14:17 – The other day I ordered a mouse, keyboard, and display from the Costco web site. The display hasn’t shipped yet, but UPS showed up a few minutes ago with the mouse and keyboard, in separate boxes. The mouse was fine, but the keyboard box was badly damaged, with most of the corners crushed in, one end ripped, and the sides dented in and creased. It looked as though the UPS truck had run over it, literally. I shot some images of the box and then called Costco. They’re shipping a replacement, and said it wasn’t cost effective for me to return the damaged one. Waylon, the rep, said to go ahead and open it, to pitch the keyboard if it was damaged, and if it was okay just to keep it as a spare.

This is yet another reminder of why I don’t use UPS, and would prefer that my vendors didn’t either. Of all the hundreds of kits we’ve shipped, almost all of them have arrived intact. We’ve had, IIRC, two broken thermometers and one broken beaker. Oh, yeah, and one kit delivered to a Florida address just before a tropical storm hit. That kit got so wet that the cardboard box disintegrated, but everything in it survived unscathed. I tend to think of the plastic bags we use for interior packing as protecting against leaks from the chemical bottles, but they also do a decent job of protecting the contents from tropical storms.

Conversely, nearly all of my wholesalers use UPS, and we get a lot of boxes delivered. I’d guess that at least a third of those boxes have visible damage, although it’s often minor, such as a crushed corner or two or perhaps a big rip in one side. I guess my wholesalers have learned what they’re up against because there’s usually no damage to the contents.

That’s one of the main reasons I’m loyal to USPS, although by no means the only one. USPS is also, in my experience, faster than UPS or FedEx for any shipping option that’s even close to the USPS price. For example, I shipped a chemistry kit last Saturday to Bethlehem, Pennsylvania, near Philadelphia. The USPS says Priority Mail normally takes one to three business days in transit, according to the zone. Bethlehem is definitely not in the local zone, and I expected the transit time to be two days. It arrived Monday, in one business day. Same deal on shipments out to the west coast, which are definitely supposed to be three days in transit. Quite often, USPS gets the package to an address in LA, Seattle, and other large west coast cities in just two business days.

USPS also doesn’t dick around with all the surcharges that UPS and FedEx charge. The first time I considered shipping kits to Canada, I looked into using UPS or FedEx. The problem was, I couldn’t figure out how much it would cost to ship a package. I knew how much the package weighed, its dimensions, the origin address, and the destination address.
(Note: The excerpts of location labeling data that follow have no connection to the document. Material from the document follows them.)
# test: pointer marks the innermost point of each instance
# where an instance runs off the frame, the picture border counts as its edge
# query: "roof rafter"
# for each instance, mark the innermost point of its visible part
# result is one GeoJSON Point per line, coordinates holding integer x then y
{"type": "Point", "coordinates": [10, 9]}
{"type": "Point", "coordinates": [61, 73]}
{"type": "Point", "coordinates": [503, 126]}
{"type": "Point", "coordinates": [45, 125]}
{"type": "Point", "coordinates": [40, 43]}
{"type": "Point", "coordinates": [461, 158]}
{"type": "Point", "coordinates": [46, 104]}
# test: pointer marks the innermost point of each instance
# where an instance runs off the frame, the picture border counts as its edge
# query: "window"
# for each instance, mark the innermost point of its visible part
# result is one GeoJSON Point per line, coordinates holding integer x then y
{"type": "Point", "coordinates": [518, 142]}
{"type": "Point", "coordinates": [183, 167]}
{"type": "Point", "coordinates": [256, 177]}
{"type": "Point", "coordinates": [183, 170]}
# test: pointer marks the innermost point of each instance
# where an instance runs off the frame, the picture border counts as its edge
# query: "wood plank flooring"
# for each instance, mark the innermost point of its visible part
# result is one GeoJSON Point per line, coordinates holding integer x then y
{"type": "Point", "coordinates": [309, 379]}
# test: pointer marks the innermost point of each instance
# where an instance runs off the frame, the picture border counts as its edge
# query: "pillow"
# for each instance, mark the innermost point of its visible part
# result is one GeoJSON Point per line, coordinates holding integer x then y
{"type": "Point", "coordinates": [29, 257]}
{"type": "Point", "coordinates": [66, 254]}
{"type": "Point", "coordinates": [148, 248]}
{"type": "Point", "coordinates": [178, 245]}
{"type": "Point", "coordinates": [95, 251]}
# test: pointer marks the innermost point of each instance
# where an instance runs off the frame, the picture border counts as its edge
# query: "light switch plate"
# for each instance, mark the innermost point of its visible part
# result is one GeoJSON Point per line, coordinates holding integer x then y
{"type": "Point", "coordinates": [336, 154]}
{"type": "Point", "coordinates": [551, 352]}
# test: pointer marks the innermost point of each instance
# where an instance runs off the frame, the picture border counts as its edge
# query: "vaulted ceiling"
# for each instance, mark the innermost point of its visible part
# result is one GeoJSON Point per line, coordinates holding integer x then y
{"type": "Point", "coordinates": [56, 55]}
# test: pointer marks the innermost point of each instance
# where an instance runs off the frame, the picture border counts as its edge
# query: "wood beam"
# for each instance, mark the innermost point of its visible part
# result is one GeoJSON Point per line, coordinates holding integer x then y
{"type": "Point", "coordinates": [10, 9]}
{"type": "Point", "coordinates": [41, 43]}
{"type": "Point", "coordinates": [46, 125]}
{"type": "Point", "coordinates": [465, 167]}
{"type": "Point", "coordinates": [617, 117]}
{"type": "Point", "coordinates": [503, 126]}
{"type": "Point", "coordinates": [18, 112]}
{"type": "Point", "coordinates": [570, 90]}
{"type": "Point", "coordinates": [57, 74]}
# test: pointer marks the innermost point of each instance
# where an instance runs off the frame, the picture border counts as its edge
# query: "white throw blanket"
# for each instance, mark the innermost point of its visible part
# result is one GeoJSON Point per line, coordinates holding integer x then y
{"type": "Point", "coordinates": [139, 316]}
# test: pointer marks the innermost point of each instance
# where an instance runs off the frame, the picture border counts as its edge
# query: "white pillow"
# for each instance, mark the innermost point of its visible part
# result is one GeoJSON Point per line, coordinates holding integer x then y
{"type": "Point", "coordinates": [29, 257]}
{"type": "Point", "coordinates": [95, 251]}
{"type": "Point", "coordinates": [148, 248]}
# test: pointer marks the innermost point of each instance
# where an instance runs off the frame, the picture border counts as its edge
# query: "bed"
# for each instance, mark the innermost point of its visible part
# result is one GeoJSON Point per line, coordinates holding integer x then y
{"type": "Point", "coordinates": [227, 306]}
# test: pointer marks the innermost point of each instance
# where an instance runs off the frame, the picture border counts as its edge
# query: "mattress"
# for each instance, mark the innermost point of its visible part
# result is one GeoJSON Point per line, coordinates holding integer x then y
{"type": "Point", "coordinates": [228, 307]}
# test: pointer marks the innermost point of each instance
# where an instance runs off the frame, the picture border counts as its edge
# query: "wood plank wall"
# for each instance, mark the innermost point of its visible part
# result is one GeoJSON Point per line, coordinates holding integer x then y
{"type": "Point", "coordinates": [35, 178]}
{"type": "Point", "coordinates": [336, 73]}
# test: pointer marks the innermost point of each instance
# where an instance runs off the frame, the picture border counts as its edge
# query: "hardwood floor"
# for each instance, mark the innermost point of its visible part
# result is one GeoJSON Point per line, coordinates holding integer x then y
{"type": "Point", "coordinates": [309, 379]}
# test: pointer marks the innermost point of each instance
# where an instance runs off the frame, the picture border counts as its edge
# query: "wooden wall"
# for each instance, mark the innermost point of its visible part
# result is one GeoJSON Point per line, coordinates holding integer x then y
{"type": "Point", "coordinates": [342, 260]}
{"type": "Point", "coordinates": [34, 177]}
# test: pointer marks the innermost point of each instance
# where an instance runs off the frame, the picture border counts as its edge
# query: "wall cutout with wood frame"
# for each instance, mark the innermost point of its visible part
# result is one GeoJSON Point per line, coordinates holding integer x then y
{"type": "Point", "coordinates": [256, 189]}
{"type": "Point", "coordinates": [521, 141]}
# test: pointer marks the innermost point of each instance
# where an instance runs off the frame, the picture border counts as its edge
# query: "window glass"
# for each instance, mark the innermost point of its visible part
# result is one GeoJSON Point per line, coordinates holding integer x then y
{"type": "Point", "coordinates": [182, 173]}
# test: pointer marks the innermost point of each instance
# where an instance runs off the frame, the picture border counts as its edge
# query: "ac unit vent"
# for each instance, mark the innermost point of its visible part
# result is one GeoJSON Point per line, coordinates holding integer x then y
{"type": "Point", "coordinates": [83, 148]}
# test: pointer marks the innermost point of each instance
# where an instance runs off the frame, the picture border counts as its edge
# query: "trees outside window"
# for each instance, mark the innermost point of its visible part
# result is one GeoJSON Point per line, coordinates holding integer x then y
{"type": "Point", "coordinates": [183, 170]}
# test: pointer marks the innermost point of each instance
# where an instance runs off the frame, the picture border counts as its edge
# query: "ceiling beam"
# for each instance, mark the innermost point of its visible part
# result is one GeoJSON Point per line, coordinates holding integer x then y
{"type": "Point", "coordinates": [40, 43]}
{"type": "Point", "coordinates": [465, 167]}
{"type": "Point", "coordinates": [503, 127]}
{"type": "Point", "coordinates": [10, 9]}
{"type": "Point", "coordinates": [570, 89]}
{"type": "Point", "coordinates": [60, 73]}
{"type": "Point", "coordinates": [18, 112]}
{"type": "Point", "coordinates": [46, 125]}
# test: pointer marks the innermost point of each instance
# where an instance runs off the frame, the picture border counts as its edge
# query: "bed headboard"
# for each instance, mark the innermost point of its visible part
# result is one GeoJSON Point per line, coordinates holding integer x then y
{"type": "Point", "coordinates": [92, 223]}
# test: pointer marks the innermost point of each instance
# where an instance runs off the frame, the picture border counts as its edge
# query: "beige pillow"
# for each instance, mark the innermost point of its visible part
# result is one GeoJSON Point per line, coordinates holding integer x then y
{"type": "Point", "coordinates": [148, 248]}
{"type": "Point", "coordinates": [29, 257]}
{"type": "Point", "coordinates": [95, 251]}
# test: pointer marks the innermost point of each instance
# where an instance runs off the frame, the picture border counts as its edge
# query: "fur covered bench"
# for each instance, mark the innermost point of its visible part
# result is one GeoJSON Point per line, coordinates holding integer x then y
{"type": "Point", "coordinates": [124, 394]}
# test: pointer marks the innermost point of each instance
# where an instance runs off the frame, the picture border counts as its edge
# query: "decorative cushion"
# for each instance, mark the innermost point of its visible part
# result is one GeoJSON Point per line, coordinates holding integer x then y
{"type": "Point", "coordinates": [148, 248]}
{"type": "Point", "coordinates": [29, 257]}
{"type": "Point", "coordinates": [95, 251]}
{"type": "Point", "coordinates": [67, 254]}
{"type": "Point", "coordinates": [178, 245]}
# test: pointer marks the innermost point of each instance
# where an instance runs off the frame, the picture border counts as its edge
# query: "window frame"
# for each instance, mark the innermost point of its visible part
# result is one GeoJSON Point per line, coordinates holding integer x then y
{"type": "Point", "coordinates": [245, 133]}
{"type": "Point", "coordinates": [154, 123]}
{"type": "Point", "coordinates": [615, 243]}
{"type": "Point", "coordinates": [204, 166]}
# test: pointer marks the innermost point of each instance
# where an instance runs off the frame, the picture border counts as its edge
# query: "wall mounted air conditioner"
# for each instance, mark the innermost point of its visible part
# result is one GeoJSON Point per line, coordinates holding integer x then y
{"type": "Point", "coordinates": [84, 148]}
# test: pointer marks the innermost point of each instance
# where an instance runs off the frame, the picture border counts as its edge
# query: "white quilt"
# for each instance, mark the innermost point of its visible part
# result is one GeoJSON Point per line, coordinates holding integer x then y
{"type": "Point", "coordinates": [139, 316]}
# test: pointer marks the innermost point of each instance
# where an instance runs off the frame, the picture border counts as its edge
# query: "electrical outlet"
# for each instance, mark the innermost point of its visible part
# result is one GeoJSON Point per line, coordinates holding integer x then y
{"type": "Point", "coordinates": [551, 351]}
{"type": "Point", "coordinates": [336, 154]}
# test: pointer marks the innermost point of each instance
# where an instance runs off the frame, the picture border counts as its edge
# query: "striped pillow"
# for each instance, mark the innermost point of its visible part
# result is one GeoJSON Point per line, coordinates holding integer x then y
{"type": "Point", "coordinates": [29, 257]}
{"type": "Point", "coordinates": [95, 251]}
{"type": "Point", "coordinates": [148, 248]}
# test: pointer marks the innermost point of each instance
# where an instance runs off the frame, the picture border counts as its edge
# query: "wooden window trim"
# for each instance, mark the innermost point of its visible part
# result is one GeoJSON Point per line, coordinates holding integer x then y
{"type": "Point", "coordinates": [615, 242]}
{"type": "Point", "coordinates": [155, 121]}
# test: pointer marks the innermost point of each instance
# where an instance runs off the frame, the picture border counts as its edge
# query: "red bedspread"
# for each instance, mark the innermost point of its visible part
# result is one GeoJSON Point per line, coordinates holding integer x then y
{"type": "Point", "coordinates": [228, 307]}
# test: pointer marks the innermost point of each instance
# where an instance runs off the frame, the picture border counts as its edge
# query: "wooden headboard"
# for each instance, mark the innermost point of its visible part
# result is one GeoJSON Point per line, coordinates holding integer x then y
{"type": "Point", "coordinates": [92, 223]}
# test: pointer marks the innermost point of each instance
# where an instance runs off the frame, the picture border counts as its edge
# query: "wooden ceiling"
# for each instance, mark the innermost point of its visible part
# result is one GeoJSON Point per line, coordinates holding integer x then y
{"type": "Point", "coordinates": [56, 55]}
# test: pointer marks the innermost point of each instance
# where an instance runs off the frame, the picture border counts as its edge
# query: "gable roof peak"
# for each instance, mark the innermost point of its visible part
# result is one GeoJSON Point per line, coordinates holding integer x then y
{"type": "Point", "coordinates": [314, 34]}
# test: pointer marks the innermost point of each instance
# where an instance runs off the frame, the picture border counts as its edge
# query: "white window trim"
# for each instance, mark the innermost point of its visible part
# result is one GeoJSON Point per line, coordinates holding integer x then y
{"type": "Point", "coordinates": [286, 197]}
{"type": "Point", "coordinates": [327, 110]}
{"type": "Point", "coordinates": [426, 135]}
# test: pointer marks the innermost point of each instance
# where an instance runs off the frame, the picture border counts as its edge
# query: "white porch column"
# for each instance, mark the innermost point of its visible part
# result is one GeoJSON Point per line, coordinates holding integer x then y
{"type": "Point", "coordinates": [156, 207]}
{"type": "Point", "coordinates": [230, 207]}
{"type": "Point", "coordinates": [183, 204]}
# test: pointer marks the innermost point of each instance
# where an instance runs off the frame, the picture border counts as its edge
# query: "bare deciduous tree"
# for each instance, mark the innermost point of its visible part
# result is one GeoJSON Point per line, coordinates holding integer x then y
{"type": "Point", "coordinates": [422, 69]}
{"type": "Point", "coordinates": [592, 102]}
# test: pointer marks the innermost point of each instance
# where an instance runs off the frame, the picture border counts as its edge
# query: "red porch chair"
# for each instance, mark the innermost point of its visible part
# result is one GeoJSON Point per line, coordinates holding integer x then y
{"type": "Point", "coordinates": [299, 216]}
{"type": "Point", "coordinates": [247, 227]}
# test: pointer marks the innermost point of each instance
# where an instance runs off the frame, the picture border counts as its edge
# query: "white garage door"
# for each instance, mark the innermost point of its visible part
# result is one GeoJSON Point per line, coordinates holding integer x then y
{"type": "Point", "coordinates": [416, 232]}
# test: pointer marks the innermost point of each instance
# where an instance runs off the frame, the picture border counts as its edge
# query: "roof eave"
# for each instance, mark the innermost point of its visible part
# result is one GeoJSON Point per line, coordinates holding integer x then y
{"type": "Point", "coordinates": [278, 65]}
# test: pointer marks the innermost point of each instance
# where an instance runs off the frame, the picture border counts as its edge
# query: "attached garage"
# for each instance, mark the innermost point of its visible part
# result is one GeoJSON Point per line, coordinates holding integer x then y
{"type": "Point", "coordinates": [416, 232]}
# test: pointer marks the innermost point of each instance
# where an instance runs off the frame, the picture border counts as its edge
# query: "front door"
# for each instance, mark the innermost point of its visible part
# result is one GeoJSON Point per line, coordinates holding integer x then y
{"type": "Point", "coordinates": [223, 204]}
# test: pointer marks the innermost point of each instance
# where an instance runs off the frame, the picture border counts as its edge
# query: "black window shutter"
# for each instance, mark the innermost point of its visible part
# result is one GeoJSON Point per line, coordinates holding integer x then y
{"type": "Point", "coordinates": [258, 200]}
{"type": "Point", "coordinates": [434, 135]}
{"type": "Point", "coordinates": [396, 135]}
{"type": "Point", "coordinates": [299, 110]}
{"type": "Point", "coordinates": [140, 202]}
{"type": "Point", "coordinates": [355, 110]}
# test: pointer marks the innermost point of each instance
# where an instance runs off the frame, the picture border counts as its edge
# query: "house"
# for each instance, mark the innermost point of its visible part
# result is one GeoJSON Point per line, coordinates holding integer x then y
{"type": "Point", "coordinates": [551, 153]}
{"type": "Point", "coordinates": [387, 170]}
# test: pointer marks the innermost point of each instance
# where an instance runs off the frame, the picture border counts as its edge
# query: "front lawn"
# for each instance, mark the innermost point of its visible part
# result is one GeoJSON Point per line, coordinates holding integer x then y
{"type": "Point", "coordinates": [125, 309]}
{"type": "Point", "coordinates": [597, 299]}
That should be sufficient to get a firm price. It’s not. UPS and FedEx both have all kinds of added fees for different stuff. If they attempt to deliver and can’t, they charge a redelivery fee. They charge different amounts depending on whether the address is residential or business. I was flabbergasted when I looked at the number of different add-on fees I might or might not need to pay, many of which were entirely outside my control. USPS, on the other hand, makes it extremely simple. I use flat-rate boxes and regional-rate boxes. The flat-rate boxes are just that; they cost the same amount regardless of where they’re going, as long as it’s a US address and as long as they’re under a generous weight limit. (For example, the large flat-rate box ships to any US address for $14.62, and can weigh up to 70 pounds; the regional-rate box B, which is what I usually use, has a weight limit of 20 pounds.) Oh, and the boxes are free. With UPS or FedEx, I’d have to buy boxes, which aren’t cheap.

Several people have asked me why I ship via USPS instead of using UPS or FedEx. That’s why.